So, it's mid-September, and where am I at with my goal? Not even close.
I completed one round of edits on the (still) incomplete draft, and picked out problem areas that needing smoothing out. I took the draft from 111 pages to 131 pages, which isn't a whole heck of a lot, but it's still a respectable addition to the novel.
So what happened?
All the way back in May (when I was in a funk from getting rejected for multiple jobs), I decided that heck yes I was gonna finish that ever-elusive first novel! I was gonna finish it and edit the ever-loving god out of it and it was going to be spectacular. Was I possibly trying to prove to people who didn't care that I, yes I, was actually better off without working for them?
Maybe a little.
I started working nearly full-time in retail in June, and my personal life suddenly got a lot busier, and I let my project slip away. I haven't stopped thinking about it though, it's still kicking around in my head, waiting. To lay it all out, I want to talk about the challenges that made it easier for me to put off finishing the novel, because I encountered issues I hadn't realised would come up.
1) I hadn't actually read the story from beginning to end (with large plot gaps that needed filling, but regardless) until I sat down to edit it, and then suddenly all sorts of things started jumping out at me that I hadn't realised would be a problem until I did. Obviously, this is supposed to happen, but having all of these problematic things appear on top of trying to fill in narrative gaps was overwhelming. I tried to edit and write at the same time, which everyone will tell you, is one of the worst possible things you can try and do.

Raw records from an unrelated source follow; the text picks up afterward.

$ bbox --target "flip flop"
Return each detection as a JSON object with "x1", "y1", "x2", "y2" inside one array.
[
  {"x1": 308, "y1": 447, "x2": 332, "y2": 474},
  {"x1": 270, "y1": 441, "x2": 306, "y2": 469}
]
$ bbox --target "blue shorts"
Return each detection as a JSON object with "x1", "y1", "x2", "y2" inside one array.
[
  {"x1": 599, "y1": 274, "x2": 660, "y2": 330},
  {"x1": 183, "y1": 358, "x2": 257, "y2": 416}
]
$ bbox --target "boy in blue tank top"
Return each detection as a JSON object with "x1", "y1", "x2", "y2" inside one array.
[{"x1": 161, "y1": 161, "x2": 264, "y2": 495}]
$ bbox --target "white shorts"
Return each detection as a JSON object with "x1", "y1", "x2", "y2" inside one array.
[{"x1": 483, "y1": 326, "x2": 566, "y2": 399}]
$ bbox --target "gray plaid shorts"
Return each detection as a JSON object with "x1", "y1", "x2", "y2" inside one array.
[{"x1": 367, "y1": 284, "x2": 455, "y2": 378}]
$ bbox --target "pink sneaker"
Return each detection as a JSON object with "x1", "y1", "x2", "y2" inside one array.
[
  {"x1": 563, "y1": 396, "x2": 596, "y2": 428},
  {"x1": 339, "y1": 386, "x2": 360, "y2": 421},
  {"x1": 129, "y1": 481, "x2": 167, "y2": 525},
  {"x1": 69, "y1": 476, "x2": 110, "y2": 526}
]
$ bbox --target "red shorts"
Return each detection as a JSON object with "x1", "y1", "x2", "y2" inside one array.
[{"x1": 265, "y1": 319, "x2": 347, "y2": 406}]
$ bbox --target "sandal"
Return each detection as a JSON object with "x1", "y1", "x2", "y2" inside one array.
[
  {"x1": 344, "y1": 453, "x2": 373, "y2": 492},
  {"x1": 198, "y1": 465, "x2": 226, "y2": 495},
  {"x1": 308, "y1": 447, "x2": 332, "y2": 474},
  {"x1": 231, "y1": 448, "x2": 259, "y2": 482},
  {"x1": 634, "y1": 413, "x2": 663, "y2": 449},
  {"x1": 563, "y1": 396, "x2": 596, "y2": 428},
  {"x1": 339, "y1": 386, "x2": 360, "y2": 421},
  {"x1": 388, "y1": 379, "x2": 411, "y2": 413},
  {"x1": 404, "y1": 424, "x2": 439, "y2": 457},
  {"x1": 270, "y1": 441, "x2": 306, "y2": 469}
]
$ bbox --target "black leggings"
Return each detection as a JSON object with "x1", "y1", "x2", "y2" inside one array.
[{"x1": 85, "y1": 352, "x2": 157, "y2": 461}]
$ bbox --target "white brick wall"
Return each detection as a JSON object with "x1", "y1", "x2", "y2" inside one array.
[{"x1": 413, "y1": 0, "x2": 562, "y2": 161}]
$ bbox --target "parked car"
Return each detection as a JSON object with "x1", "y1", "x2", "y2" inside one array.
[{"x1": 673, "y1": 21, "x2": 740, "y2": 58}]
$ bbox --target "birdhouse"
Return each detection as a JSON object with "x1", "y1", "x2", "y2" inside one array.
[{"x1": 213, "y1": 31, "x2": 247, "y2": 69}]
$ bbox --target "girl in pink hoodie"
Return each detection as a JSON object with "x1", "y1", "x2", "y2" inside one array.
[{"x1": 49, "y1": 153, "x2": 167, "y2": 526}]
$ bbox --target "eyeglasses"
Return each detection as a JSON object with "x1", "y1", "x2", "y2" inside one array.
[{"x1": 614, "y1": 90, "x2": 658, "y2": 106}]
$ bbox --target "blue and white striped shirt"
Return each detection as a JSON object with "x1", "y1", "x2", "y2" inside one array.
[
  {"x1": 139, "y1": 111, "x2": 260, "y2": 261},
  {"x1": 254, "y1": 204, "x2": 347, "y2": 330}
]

2) I started over thinking elements of the story. This ties back into the editing/writing at the same time issue, but it's slightly different. I began to mentally question every facet of the story, from characters to events to overarching themes and then became stuck in a quagmire of doubt and half-baked ideas that didn't amount to much. I lost the over-arching idea of what I wanted to accomplish trying to wade out of the mess I'd created.
3) The reason there had been narrative gaps in the first place were because I hadn't wanted to write the (necessary but slow) scenes in between the exciting drama scenes. The scenes weren't shiny and sexy, but they were important, so I did my best to slog through them, and along the way made them interesting in their own way. I still haven't finished filling in the narrative gaps as we speak, but I want to keep tackling them until I am satisfied with them and sure they won't put people to sleep.
4) I started flirting with other ideas, for other narratives that were new and sparkly and had promises of being easy and fun to write that made my current project seem....dull. As you shouldn't cheat on relationships, cheating on writing projects is equally as terrible an idea.
So what's next?
Well, I haven't given up. I'm still going to put in time to finish this novel. I'm not putting a date on it though, because deadlines I set myself don't actually do much to motivate me. I'm also going to attempt NaNoWriMo again this year in November, (with a shiny new plot), to get myself back into a writing groove. I'm going to keep writing blog posts of random things that occur to me, and I'm going to keep writing.
Because if nothing else, I will always be a writer, even if I'm not an author.